Re: [PATCH v4 1/5] getcpu_cache system call: cache CPU number of running thread

From: H. Peter Anvin
Date: Tue Mar 01 2016 - 13:29:43 EST


On 02/27/16 16:39, Mathieu Desnoyers wrote:
>
> Very good points! Would the following interfaces be acceptable ?
>
> /* This structure needs to be aligned cache line size. */
> struct thread_local_abi {
> int32_t cpu_id; /* Aligned on
> 32-bit. */
> uint32_t rseq_seqnum; /* Aligned on 32-bit. */
> uint64_t rseq_post_commit_ip; /* Aligned on 64-bit. */
> /* Add new fields at the end. */
> } __attribute__((packed));
>

First of all, DO NOT use __attribute__((packed)). First of all, it
buggers up the alignment of the *entire structure* (the alignment of a
packed structure defaults to 1, and gcc will assume the whole structure
is misaligned, generating unaligned access instructions on architectures
which need them.)

Sadly gcc doesn't currently have an __attribute__ to express "error out
on padding" which is what you actually want here.

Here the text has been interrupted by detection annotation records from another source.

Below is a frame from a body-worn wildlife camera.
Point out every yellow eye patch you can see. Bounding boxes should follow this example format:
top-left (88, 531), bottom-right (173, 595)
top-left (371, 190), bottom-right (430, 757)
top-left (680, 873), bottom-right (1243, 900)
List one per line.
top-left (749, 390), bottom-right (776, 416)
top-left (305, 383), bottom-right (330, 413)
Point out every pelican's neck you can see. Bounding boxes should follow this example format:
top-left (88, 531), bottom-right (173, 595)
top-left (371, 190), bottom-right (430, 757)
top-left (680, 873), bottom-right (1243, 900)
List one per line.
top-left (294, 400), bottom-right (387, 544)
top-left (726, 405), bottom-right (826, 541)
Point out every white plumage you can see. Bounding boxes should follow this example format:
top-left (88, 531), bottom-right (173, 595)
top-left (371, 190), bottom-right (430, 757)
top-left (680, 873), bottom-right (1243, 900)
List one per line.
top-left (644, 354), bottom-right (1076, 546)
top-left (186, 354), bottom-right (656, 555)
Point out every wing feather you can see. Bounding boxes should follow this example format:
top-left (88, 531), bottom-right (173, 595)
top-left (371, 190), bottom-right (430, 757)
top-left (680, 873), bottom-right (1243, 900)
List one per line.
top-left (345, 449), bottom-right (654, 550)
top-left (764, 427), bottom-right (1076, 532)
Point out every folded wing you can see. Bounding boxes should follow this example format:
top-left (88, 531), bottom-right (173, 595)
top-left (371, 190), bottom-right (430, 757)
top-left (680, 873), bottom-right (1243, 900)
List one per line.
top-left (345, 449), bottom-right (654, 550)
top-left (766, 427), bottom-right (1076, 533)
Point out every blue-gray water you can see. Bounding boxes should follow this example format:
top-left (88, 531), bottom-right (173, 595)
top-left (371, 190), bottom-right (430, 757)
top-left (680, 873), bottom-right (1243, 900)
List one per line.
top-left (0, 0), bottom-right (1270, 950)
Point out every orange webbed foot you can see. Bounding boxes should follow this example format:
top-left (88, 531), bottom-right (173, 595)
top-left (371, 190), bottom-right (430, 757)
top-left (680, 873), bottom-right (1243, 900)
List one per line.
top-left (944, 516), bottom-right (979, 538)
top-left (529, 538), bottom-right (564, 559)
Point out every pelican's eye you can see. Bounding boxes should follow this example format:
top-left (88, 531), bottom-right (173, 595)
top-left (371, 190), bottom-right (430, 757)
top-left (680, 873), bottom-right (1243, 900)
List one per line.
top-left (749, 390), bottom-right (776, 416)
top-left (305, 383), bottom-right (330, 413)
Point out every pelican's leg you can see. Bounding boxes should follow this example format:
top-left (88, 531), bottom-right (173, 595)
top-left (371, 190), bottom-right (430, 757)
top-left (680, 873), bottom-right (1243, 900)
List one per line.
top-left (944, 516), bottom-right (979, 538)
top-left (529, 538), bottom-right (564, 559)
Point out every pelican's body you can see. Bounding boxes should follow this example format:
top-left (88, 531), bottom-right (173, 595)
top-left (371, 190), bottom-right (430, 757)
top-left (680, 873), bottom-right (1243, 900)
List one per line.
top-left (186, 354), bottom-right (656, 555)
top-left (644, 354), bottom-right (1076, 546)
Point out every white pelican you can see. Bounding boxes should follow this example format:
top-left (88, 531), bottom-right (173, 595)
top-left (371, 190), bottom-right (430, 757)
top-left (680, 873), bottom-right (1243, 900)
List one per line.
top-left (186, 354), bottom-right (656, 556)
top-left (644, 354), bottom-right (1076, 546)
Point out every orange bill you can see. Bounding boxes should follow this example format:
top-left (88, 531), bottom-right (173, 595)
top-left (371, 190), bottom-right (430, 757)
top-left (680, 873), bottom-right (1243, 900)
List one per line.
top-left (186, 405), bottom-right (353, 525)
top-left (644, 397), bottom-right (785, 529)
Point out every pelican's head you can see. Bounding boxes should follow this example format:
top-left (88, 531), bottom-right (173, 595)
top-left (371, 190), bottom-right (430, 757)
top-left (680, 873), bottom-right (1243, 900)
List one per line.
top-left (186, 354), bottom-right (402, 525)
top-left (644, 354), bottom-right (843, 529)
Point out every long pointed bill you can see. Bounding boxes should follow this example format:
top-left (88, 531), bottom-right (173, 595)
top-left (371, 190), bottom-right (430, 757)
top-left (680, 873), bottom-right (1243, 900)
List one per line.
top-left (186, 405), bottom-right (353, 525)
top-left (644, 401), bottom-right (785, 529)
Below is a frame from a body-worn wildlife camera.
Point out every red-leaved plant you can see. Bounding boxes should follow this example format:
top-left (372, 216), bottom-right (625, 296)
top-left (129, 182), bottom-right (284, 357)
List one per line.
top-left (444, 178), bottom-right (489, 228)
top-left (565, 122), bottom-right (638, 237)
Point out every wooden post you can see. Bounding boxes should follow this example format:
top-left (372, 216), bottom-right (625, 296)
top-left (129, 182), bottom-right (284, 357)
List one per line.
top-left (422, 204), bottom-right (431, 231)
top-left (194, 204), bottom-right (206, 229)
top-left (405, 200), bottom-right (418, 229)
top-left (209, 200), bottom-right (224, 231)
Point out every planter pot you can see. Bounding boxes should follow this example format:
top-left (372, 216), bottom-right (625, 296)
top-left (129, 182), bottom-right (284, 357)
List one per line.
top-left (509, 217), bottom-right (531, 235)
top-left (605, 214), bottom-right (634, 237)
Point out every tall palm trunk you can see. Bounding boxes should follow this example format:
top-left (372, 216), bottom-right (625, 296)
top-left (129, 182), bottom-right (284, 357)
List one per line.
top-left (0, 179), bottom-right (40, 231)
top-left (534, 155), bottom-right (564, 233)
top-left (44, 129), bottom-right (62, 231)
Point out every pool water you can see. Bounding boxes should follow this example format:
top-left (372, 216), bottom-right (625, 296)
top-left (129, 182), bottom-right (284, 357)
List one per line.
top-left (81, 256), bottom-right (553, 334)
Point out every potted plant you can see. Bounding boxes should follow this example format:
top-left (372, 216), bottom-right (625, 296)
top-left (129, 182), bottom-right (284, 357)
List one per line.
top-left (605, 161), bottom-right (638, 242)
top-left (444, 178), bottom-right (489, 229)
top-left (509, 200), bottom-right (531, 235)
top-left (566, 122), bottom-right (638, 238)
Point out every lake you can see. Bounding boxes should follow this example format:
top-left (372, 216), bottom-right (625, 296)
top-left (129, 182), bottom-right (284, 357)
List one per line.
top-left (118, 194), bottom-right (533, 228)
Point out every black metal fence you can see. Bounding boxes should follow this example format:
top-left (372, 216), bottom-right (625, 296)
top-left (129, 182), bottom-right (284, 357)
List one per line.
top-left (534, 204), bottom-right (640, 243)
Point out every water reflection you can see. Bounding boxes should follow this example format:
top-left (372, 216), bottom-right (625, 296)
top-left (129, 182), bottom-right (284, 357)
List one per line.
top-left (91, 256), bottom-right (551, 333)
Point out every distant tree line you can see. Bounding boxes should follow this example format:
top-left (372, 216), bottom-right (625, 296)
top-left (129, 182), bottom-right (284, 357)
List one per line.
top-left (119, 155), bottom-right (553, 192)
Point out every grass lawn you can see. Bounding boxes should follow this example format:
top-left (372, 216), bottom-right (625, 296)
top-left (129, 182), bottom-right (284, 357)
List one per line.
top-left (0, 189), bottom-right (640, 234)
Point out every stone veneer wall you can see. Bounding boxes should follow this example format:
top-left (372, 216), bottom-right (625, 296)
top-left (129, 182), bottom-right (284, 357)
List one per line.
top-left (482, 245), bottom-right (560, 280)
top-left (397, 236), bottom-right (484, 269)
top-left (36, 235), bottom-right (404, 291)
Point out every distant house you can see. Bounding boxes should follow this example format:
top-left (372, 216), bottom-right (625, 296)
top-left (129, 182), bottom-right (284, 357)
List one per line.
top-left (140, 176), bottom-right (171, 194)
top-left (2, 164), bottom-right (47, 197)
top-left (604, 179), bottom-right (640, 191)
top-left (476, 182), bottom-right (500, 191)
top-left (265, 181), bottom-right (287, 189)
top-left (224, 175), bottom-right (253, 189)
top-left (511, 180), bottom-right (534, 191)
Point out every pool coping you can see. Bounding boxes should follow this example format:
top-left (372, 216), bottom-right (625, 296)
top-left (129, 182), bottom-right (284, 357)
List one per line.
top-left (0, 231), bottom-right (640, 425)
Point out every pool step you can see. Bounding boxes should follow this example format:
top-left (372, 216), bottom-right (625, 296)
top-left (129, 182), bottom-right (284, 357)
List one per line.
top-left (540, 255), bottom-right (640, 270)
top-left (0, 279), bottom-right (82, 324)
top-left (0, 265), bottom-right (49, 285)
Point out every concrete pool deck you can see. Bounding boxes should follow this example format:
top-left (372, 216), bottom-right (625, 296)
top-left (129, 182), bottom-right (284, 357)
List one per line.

You may, however, want to add an explicit alignment attribute to make
sure it is cache line aligned.

Second, as far as the 32/64 bit issue is concerned, you have to order
the fields so you always access the LSB. This is probably the best way
to do it:

#ifdef __LP64__
# define __FIELD_32_64(field,n) uint64_t field;
#elif __BYTE_ORDER__ == __ORDER_LITTLE_ENDIAN__
# define __FIELD_32_64(field,n) uint32_t field, _unused ## n;
#else
# define __FIELD_32_64(field,n) uint32_t _unused ## n, field;
#endif

All these macros are intrinsic to gcc (and hopefully to gcc-compatible
compilers) so there are no header file dependencies.

-hpa